И наша жизнь - как наша эпоха, как мы сами. От Балтики - до Новороссийска, от Камы - к апельсиновым аллеям Джелалабада. Нас судить нельзя, и самим нечего отчаиваться. Между нами, - совсем по секрету, - мы уже прошлое. Мы - долгие годы, предшествовавшие 18-му году, и мы Великий, навеки незабываемый 18 -й год…
Отлив надолго, пока пробитые за 3 года бреши не зарастут живым мясом будущего, пока на почве, унавоженной нашими мозгами, не подрастет новый, не рахитичный, не мещанский, не зиновьевский пролетариат.
А сейчас? Федя вчера сказал, прочитав почту, что, по-видимому, именно зиновьевское разложение партии, склока и подлое вычесывание частым гребнем всего высокого в революции, охватило и Москву, и всю Россию… нами добытую и завоеванную Россию. Но вот что: во всей немочи моего безверия, я знаю, что зиновьевский коммунизм, зиновьев ское ГПУ, наука и наука - не надолго, не навсегда. Мы - счастливые, мы видели Великую Красную, чистой, голой, ликующей навстречу смерти. Мы для нее умерли… какая же жизнь после нее, святой, мучительной, неповторимой. Стоит ли расточать силы на бешеную и мелочную борьбу с тем, что сейчас? Да, но… не всерьез и очень свысока. Гораздо важнее, чтобы наши грядущие, когда придет их час, нашли мемуары, нашли папины книги, - чтобы они начали там, где мы кончили в день нашей демобилизации, в день, когда перестали стрелять и начали торговать, потому что весь мир против нас - иначе нельзя, иначе - реакция Кавеньяка…

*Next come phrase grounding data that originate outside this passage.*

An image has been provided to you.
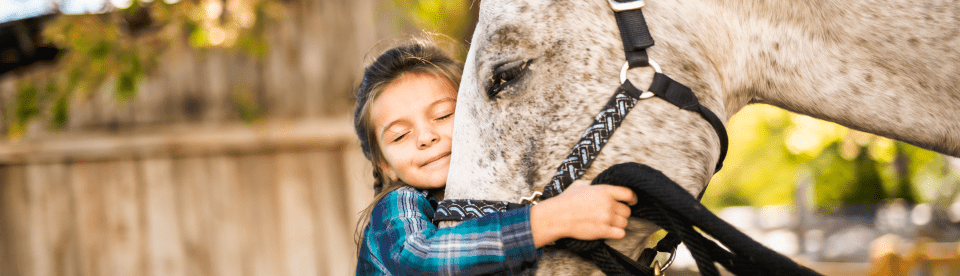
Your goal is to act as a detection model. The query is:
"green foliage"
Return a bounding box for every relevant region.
[7,0,283,137]
[703,105,959,210]
[14,85,40,131]
[390,0,473,59]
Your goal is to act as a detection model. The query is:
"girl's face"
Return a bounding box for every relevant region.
[372,73,457,190]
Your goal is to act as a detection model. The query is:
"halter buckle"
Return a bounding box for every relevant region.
[519,191,542,205]
[608,0,645,12]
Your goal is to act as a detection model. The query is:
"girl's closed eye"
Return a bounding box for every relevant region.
[437,113,453,120]
[391,132,408,143]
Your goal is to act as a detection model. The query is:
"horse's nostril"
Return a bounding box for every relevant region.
[487,59,530,99]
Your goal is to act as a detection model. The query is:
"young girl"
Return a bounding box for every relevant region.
[354,39,638,275]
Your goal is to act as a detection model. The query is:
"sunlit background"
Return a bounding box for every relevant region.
[1,0,958,275]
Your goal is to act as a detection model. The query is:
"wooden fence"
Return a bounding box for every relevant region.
[0,0,418,275]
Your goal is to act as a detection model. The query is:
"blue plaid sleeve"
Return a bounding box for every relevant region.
[357,186,540,275]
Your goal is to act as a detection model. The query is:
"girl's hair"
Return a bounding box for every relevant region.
[353,37,463,250]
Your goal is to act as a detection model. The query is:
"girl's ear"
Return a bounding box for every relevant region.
[378,162,398,181]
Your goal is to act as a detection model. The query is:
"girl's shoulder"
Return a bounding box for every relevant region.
[371,186,432,221]
[378,186,429,205]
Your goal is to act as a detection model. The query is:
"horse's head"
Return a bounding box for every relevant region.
[446,0,732,270]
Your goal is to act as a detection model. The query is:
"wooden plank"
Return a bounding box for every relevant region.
[95,79,122,130]
[173,157,214,276]
[298,0,325,118]
[0,165,29,276]
[320,0,373,116]
[115,91,137,128]
[132,73,160,126]
[25,162,78,276]
[238,154,283,276]
[165,42,192,124]
[71,161,145,276]
[66,84,98,132]
[203,51,229,122]
[38,163,80,276]
[344,141,376,228]
[262,37,285,119]
[25,163,53,276]
[0,117,355,165]
[141,157,186,276]
[71,162,108,276]
[181,50,206,123]
[309,152,352,276]
[206,155,243,276]
[276,153,319,276]
[103,161,145,276]
[225,51,259,123]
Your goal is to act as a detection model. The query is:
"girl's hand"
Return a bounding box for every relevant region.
[530,180,637,248]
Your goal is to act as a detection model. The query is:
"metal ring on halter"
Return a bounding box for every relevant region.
[619,59,660,99]
[607,0,645,12]
[660,246,677,271]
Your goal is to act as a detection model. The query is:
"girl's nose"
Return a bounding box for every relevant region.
[418,128,440,149]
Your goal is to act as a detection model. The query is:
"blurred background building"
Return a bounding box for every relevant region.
[0,0,958,275]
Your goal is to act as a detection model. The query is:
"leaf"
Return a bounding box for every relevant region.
[89,40,112,60]
[116,71,138,100]
[51,94,70,128]
[15,85,41,126]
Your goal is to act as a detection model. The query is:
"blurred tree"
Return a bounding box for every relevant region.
[7,0,282,137]
[703,104,960,211]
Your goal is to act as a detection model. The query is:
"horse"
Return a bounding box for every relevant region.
[442,0,960,274]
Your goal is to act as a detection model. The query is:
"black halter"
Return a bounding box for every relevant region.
[434,0,729,273]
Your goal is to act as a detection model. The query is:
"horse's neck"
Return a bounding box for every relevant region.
[713,0,960,156]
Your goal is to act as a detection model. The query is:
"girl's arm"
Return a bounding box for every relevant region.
[369,187,539,275]
[363,183,636,275]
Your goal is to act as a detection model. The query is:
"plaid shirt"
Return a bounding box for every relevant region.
[356,186,541,275]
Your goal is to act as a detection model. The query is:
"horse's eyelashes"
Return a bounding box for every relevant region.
[487,60,530,99]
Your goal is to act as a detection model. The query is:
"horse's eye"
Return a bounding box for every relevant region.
[487,60,529,99]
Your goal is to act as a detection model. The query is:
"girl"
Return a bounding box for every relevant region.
[354,39,637,275]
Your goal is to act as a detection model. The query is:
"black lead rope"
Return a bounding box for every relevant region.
[563,163,822,276]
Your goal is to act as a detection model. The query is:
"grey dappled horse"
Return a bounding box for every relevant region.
[444,0,960,274]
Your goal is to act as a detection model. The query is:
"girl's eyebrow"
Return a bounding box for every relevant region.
[429,97,457,108]
[378,97,458,139]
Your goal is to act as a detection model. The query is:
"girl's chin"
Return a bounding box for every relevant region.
[409,175,448,190]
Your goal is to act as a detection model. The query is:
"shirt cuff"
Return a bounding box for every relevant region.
[500,206,542,271]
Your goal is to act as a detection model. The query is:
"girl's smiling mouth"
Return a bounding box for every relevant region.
[421,152,451,168]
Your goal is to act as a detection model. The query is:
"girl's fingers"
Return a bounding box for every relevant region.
[612,214,629,229]
[614,203,631,218]
[607,227,626,240]
[601,185,638,205]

Ф. - но об Эф. Эф. - лично. Он по-своему, с плутнями, с неким лицемерием делал так, чтобы нас не растоптал отовсюду прущий беспартийный мерзавец с публичным домом, Мариинкой и романовской деньгой между скул. Втыкаемые в него перья причиняют нам обоим невыразимую боль…
Если бы Вы видели, как Ф. плакал над последним маминым письмом, Вы бы, с одной стороны, не мучили, а с другой (папа и Гога) не молчали бы.

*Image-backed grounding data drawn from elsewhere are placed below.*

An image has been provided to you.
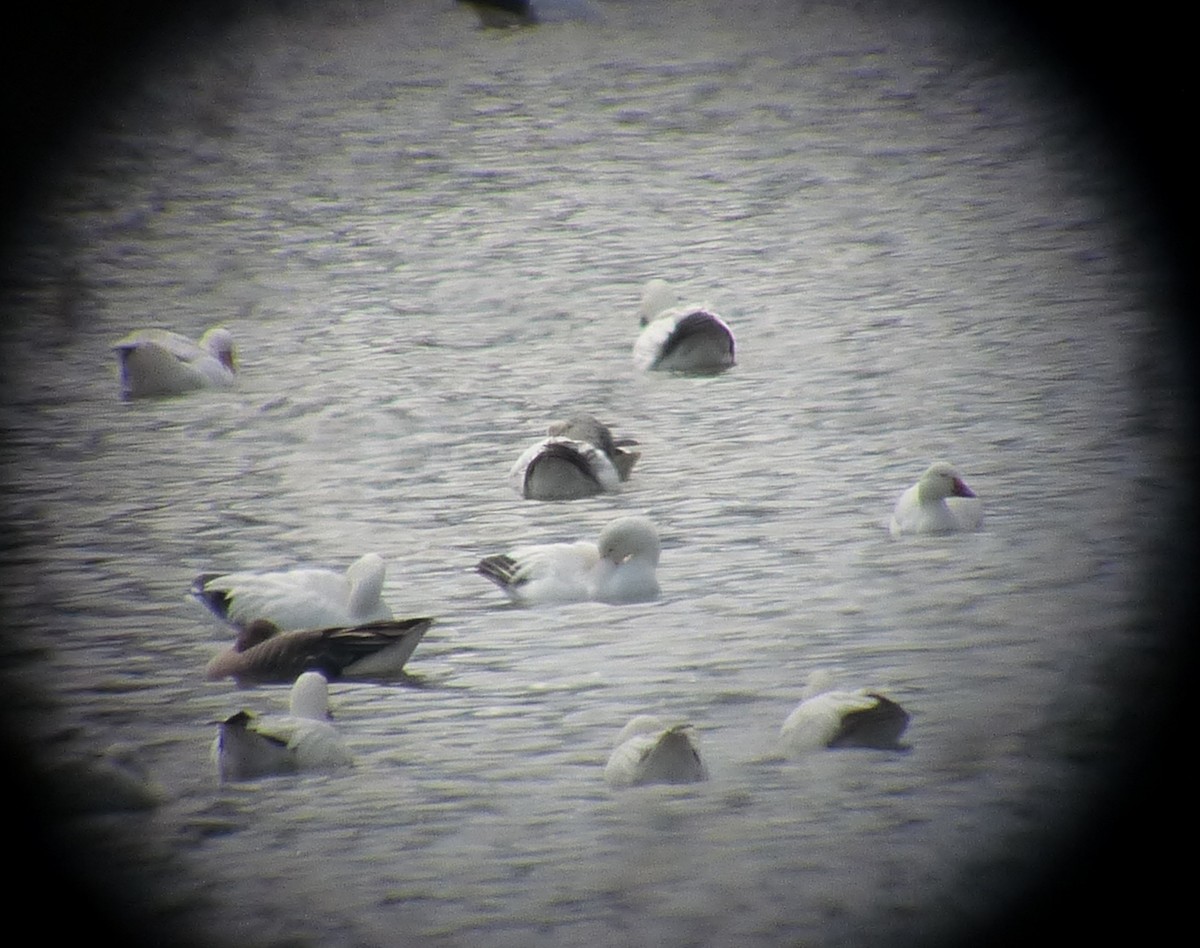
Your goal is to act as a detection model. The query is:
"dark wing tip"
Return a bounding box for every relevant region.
[191,572,220,594]
[829,694,911,749]
[476,554,520,588]
[350,616,436,635]
[222,710,255,728]
[191,573,233,619]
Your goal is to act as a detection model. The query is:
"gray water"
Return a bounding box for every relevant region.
[1,1,1187,946]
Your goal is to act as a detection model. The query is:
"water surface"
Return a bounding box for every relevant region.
[1,2,1188,946]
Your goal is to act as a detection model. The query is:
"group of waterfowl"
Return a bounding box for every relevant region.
[604,675,915,789]
[111,279,981,788]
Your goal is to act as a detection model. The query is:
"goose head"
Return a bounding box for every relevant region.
[917,462,976,502]
[346,553,387,615]
[233,619,280,653]
[289,671,333,720]
[638,279,680,326]
[199,326,237,372]
[598,516,661,567]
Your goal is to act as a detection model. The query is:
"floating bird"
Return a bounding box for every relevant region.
[604,715,708,788]
[213,671,353,782]
[204,617,433,684]
[633,279,735,374]
[548,413,640,480]
[780,673,910,753]
[476,515,661,604]
[888,462,983,537]
[41,743,166,815]
[510,413,640,500]
[112,325,236,399]
[192,554,392,632]
[458,0,535,26]
[458,0,602,28]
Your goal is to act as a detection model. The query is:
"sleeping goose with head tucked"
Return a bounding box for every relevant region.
[780,672,910,753]
[458,0,603,28]
[633,279,735,374]
[509,412,640,500]
[604,715,708,788]
[476,516,661,605]
[112,325,236,399]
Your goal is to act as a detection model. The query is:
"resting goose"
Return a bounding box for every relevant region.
[780,674,910,753]
[889,462,983,537]
[205,617,433,684]
[604,715,708,788]
[633,279,735,374]
[213,671,353,782]
[192,554,392,632]
[476,515,661,605]
[457,0,602,28]
[42,743,166,815]
[112,326,236,399]
[510,413,640,500]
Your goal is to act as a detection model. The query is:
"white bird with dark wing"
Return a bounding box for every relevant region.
[192,554,392,632]
[475,516,661,605]
[205,617,433,685]
[604,715,708,788]
[633,279,735,374]
[509,412,640,500]
[213,671,353,782]
[780,673,910,753]
[889,462,983,537]
[112,325,236,399]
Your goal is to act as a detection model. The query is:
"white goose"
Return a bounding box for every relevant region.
[889,462,983,537]
[476,516,661,605]
[780,673,910,753]
[192,554,392,632]
[604,715,708,788]
[509,413,640,500]
[633,279,735,374]
[205,617,434,684]
[212,671,353,782]
[112,326,236,399]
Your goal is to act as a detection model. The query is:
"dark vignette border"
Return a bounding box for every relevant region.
[2,2,1194,946]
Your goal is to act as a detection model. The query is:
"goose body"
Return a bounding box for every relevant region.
[112,326,236,399]
[192,554,392,632]
[889,462,983,537]
[43,743,166,815]
[633,279,735,374]
[510,413,640,500]
[205,617,433,684]
[780,683,910,753]
[458,0,602,28]
[213,672,353,782]
[476,516,661,605]
[604,715,708,788]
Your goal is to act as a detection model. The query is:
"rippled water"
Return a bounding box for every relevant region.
[1,2,1189,946]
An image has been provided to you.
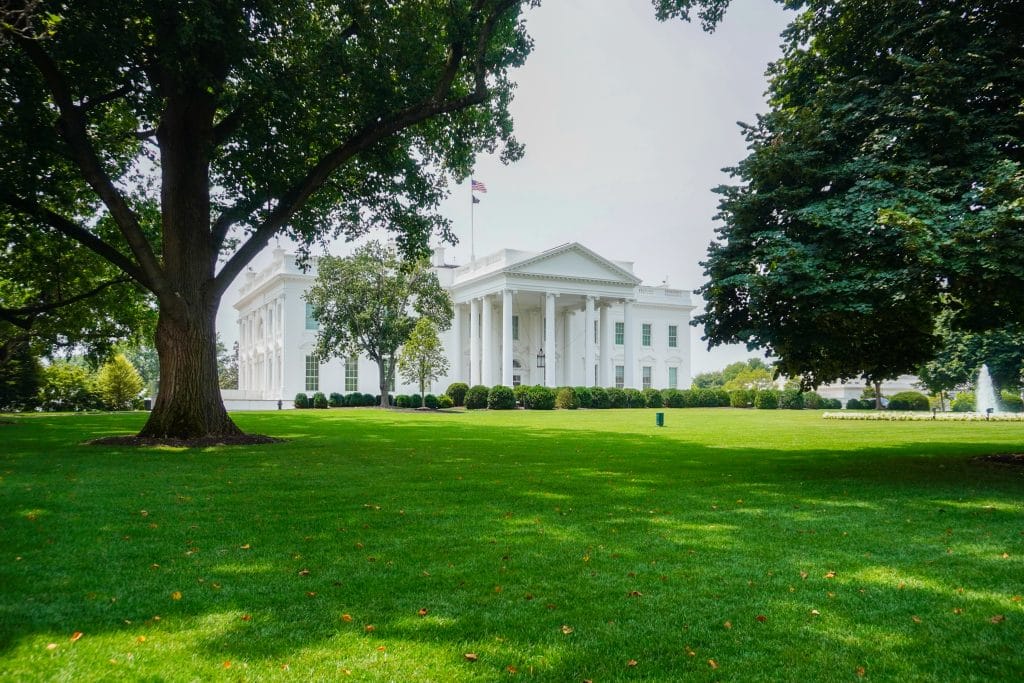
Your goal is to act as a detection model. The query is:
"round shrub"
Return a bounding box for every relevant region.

Мы с ним оба делали в жизни черное, оба вылезали из грязи и 'перепрыгивали через тень'…
Еду в первых числах марта.
На границе пожар. Англичане, связав Афганистан договором, жгут, режут, бросают бомбы на стада, маленькие поля племен, устроенные в скалах. РСФСР, откликнись, великая, могучая и щедрая, помоги им. Все это нетерпение, надежды, стыд за свои глупости - Ф. укладывает столбиками в шифровки доходят ли они куда-нибудь?
Девочку Гумилева возьмите. Это сделать надо, я помогу. Если бы перед смертью его видела - все ему простила бы, сказала бы правду, что никого не любила с такой болью, с таким желанием за него умереть, как его, поэта, Гафиза, урода и мерзавца. Вот и все. Если бы только маленькая была на него похожа.

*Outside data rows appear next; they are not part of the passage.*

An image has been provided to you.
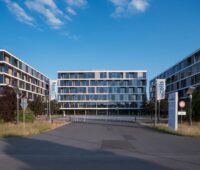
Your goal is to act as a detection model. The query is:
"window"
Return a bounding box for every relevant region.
[100,72,107,78]
[0,64,8,73]
[109,72,123,78]
[195,74,200,84]
[129,88,134,93]
[0,52,4,61]
[88,87,95,93]
[0,75,3,83]
[195,52,200,62]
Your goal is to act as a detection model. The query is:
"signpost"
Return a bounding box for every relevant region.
[20,98,28,130]
[178,111,186,116]
[179,101,186,108]
[178,100,186,124]
[168,92,178,131]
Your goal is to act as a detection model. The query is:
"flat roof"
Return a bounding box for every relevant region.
[0,49,49,79]
[57,70,147,73]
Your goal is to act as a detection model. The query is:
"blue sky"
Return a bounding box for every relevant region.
[0,0,200,81]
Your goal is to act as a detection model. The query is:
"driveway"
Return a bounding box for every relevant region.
[0,122,199,170]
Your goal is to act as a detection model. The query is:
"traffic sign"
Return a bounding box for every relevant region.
[178,111,186,116]
[179,101,186,108]
[20,98,28,110]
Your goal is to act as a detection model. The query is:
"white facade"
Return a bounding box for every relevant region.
[58,70,147,115]
[0,49,50,101]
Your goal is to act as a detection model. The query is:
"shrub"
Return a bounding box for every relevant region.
[29,96,45,116]
[193,89,200,121]
[0,86,16,122]
[19,108,35,123]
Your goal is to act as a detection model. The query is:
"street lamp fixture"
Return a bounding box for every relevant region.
[187,86,196,126]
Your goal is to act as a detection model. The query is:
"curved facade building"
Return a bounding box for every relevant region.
[0,49,50,101]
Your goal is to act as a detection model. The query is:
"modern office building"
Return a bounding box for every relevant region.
[150,49,200,101]
[58,70,147,115]
[0,49,50,101]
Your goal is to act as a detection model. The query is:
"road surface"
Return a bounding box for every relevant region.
[0,122,199,170]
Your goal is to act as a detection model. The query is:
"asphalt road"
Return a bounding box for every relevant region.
[0,122,200,170]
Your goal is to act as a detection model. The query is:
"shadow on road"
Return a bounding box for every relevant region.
[1,136,173,170]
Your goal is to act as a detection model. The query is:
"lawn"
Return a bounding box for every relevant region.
[146,122,200,137]
[0,120,67,138]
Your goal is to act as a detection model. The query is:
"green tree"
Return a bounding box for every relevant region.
[29,96,45,116]
[50,100,60,115]
[193,89,200,121]
[160,99,168,118]
[0,86,17,122]
[142,100,155,116]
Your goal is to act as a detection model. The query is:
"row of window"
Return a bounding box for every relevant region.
[58,87,145,94]
[165,62,200,84]
[0,75,48,95]
[60,102,143,109]
[166,73,200,93]
[59,80,146,87]
[0,51,49,83]
[58,72,146,79]
[59,94,144,101]
[0,64,49,89]
[155,51,200,79]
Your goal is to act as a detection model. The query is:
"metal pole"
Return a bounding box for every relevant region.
[154,100,157,126]
[16,94,19,125]
[158,100,160,123]
[96,101,97,116]
[23,109,25,132]
[154,82,157,126]
[74,110,76,122]
[84,110,86,122]
[46,99,48,120]
[189,94,192,126]
[49,97,51,123]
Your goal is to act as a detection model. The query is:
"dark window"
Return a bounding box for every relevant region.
[0,52,4,61]
[109,72,123,78]
[0,75,4,83]
[100,72,107,78]
[88,87,95,93]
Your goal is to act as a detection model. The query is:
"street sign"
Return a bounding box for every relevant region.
[179,101,186,108]
[178,111,186,116]
[20,98,28,110]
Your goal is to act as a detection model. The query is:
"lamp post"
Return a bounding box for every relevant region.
[13,87,22,125]
[48,95,52,123]
[187,87,196,126]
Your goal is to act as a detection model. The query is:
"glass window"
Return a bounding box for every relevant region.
[91,80,97,86]
[0,75,4,83]
[100,72,107,78]
[0,64,8,73]
[88,87,95,93]
[109,72,123,78]
[195,52,200,62]
[126,72,137,78]
[75,81,80,86]
[0,52,4,61]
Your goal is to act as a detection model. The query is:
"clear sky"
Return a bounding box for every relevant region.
[0,0,200,81]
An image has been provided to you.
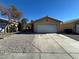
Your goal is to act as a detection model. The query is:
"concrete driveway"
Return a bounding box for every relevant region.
[0,33,79,59]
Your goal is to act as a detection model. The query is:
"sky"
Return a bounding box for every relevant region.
[0,0,79,22]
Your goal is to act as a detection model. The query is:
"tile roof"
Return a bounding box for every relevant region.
[64,18,79,24]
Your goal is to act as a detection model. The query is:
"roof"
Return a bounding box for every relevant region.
[64,18,79,24]
[0,19,8,23]
[31,16,62,23]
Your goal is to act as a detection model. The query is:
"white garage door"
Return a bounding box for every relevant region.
[36,25,57,33]
[76,24,79,33]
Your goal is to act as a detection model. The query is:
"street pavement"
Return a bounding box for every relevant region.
[0,33,79,59]
[64,34,79,41]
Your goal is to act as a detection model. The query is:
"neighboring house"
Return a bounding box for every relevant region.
[27,16,62,33]
[0,19,8,32]
[60,19,79,33]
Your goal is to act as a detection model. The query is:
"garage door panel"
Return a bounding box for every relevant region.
[36,25,57,33]
[76,24,79,33]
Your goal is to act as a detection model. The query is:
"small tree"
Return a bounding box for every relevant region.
[20,18,28,30]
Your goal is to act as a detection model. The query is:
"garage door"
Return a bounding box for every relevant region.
[76,24,79,33]
[36,25,57,33]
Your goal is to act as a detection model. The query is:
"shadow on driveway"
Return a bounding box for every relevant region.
[15,30,55,34]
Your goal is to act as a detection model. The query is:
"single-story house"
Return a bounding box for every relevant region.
[60,19,79,33]
[27,16,62,33]
[0,19,8,32]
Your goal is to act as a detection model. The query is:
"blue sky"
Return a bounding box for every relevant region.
[0,0,79,22]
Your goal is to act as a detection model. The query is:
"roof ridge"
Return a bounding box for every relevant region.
[31,16,62,23]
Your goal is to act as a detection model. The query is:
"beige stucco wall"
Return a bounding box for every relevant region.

Мои милые, я так ясно и весело предчувствую, сколько мы еще с Вами вместе наделаем. О НЭП, ведь мы не какой-нибудь, а восемнадцатый год. Ну все.
Ярмош - хороший парень, ему помогите, конечно, но откровенностей - не надо.
Обуян жаждой устроить свое пролетарское гнездо на хребте всех роскошей, взятых у прошлого новым классом-господином, будет хапать, где только возможно хапнуть, будет жрать конкурентов из интеллигенции и 'красных купцов'.
Вот и все. Ждите легко еще месяц - это немного.